Erklärung unterzeichnet

40 Lausitzer Dörfer protestieren gegen weitere Tagebaue

40 Lausitzer Dörfer wehren sich gegen den Aufschluss neuer Tagebaue in der Region. Eine entsprechende Erklärung hätten Vertreter der Gemeinden bei einer Tagung am Wochenende unterzeichnet. Außerdem wurde beschlossen, die letzte Woche gestartete Volksinitiative gegen neue Tagebaue zu unterstützen.

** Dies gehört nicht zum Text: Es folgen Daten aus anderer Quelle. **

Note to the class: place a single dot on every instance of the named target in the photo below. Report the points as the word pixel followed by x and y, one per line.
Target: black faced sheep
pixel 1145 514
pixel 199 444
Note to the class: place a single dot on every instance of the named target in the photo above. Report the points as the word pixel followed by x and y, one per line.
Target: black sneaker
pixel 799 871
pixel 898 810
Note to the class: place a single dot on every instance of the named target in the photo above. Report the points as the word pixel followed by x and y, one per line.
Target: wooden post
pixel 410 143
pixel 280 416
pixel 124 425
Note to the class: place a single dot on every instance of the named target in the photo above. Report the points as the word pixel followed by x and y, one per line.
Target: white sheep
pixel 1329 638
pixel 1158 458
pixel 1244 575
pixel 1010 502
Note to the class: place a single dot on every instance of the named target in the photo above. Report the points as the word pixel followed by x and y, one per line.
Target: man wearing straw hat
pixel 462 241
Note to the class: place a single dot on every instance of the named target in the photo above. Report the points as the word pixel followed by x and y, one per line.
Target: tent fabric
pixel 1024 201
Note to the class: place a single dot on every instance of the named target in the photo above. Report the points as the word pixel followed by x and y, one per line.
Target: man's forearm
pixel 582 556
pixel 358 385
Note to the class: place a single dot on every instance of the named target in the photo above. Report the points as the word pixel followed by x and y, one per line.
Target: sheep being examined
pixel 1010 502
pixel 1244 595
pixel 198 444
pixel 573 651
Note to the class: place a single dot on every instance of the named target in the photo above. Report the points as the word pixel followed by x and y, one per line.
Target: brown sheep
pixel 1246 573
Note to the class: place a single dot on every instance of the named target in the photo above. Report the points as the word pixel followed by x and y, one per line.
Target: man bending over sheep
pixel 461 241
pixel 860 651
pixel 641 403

Netzausbau Ökostrom© Gina Sanders / Fotolia.com

Potsdam (ddp-lbg/sm) - Kernaussage der unterzeichneten Erklärung ist den Angaben zufolge der Satz: "Wer Heimat weiter antastet, ist für uns nicht mehr wählbar." In einem Jahr finden in Brandenburg Kommunalwahlen statt, ein Jahr darauf wird ein neuer Landtag gewählt.

Die Grüne Liga verwies auf die Arbeit der bereits seit Juni aktiven "Klinger Runde", einer regionalen Bürgerinitiative gegen den Aufschluss neuer Tagebaue im Raum Forst. Mit der Versammlung der Vertreter von mehr als 40 Orten seien nun Dörfer im gesamten Lausitzer Braunkohlenrevier vernetzt worden. Die Gemeinden seien durch Ortsbürgermeister oder ihre Stellvertreter vertreten worden. Sie forderten grundsätzliche politische Weichenstellungen gegen neue Tagebauvorhaben.